Cristina Barros
Somos indios /II y último
Cuenta Alberto Beltrán vívidamente las escenas que vio hace escasos 50 años en los albergues chiapanecos del Instituto Nacional Indigenista. Llegaban hasta ahí los niños indios vestidos con sus trajes regionales. Los rapaban, los obligaban a bañarse y a quitarse su propia ropa, les entregaban una camisa y un pantalón de mezclilla que serían su nuevo atuendo, les ponían un nombre en español y después de esa pérdida brutal de identidad, los integraban a los grupos escolares. Se les prohibía hablar en su lengua.
Los padres de estos niños creían que el sacrificio de la separación beneficiaría a sus hijos. Lejos de eso, cuando aquellos niños convertidos en jóvenes y ya ``occidentalizados'' pretendían incorporarse a los grupos que daban la vuelta en la plaza de las poblaciones principales, eran obligados a retirarse por los ``blancos''. Se convertían entonces en mandaderos, en ayudantes de albañil. Ningún ``progreso'', pero ya tenían el alma rota, la identidad fracturada. No pertenecían más a su gente, pero tampoco los aceptaba el ``otro''; eran nadie. En esta misma época, por denunciar el maltrato y la crueldad de los caciques de su tierra, a Rosario Castellanos su propia familia le prohibió la entrada a Comitán y la amenazó de muerte. Parece que todo sigue igual.

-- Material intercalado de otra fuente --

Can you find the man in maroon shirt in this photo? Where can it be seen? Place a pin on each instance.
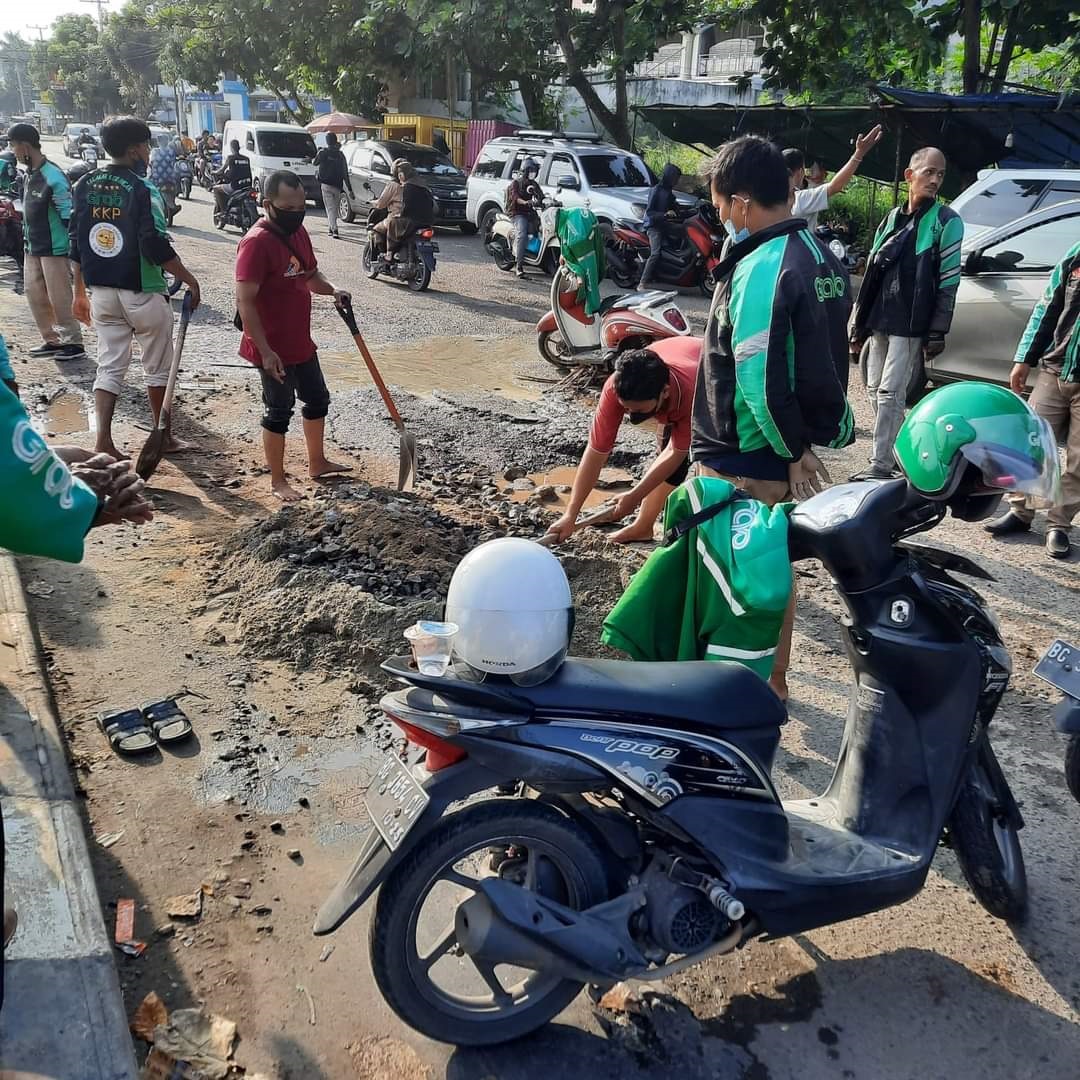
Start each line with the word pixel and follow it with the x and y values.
pixel 277 273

No cabe duda que lo que se pretende en Chiapas y en muchos otros lugares del país en donde hay represión sin límites contra los indios, es sembrar el terror y paralizar a quien intente luchar defendiendo lo que le pertenece. En Chiapas el petróleo, el uranio, las maderas preciosas; entre los coras y rarámuris el bosque; en Veracruz y Oaxaca las tierras más fértiles...
Hasta ahora los sucesivos gobiernos de esta república que se sienten amenazados cuando se habla de autonomías e invocan el concepto de nación como defensa, nada han hecho para apoyar a los más débiles; por el contrario, pareciera que son la punta de una pirámide conformada por cacicazgos desde las bases. Los más pequeños caciques en la región más remota de la patria, parecen alimentar a los que más y más arriba son dueños de capitales surgidos del trabajo mal pagado y del hambre de las mayorías, o a los que en el gobierno toman las decisiones. De qué nación estamos hablando, entonces, si millones no tienen los derechos más elementales y no ven cubiertas sus necesidades básicas.

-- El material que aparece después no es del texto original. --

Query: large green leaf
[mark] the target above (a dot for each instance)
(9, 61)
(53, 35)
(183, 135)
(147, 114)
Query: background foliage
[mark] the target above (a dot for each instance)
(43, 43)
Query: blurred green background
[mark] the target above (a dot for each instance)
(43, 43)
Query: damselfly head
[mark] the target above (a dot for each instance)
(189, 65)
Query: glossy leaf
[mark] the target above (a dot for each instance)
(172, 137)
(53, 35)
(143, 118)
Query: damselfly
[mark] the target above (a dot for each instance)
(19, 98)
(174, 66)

Para salir adelante no hay más camino que romper con oscuras complicidades, gobernar realmente para todos, revisar en cada uno de nosotros esa necesidad de ser ``alguien'' que nos hace sucumbir fácilmente ante la tentación del poder: desde tener un auto nuevo o hablar inglés, hasta tener un cargo que nos permita separarnos de nuestro origen, aunque sólo sea en apariencia, y cobrarnos así nuestras frustraciones, los desprecios que hayamos sufrido o simplemente poner distancia entre nosotros y los más desposeídos, como si así conjuráramos en nosotros y en nuestras familias la miseria, el hambre, la enfermedad, el dolor de ser humillados y explotados. Mejor ser el verdugo que la víctima.
Pero como maldición, así no llegaremos a ser plenamente, y esta sociedad y nuestros hijos y nietos no encontrarán realmente un equilibrio y la paz si no nos aceptamos como somos y desde ahí construímos una nación que lo sea realmente, en la que quepa el respeto para todos y en la que haya tantos caminos como posibilidades hay de expresión cultural. Sólo así, desde la unión en lo diverso, México podrá presentarse ante el mundo con toda su riqueza, ofreciendo sus diferencias y no una igualdad aparente surgida del homicidio de nuestros hermanos, que es nuestro propio suicidio.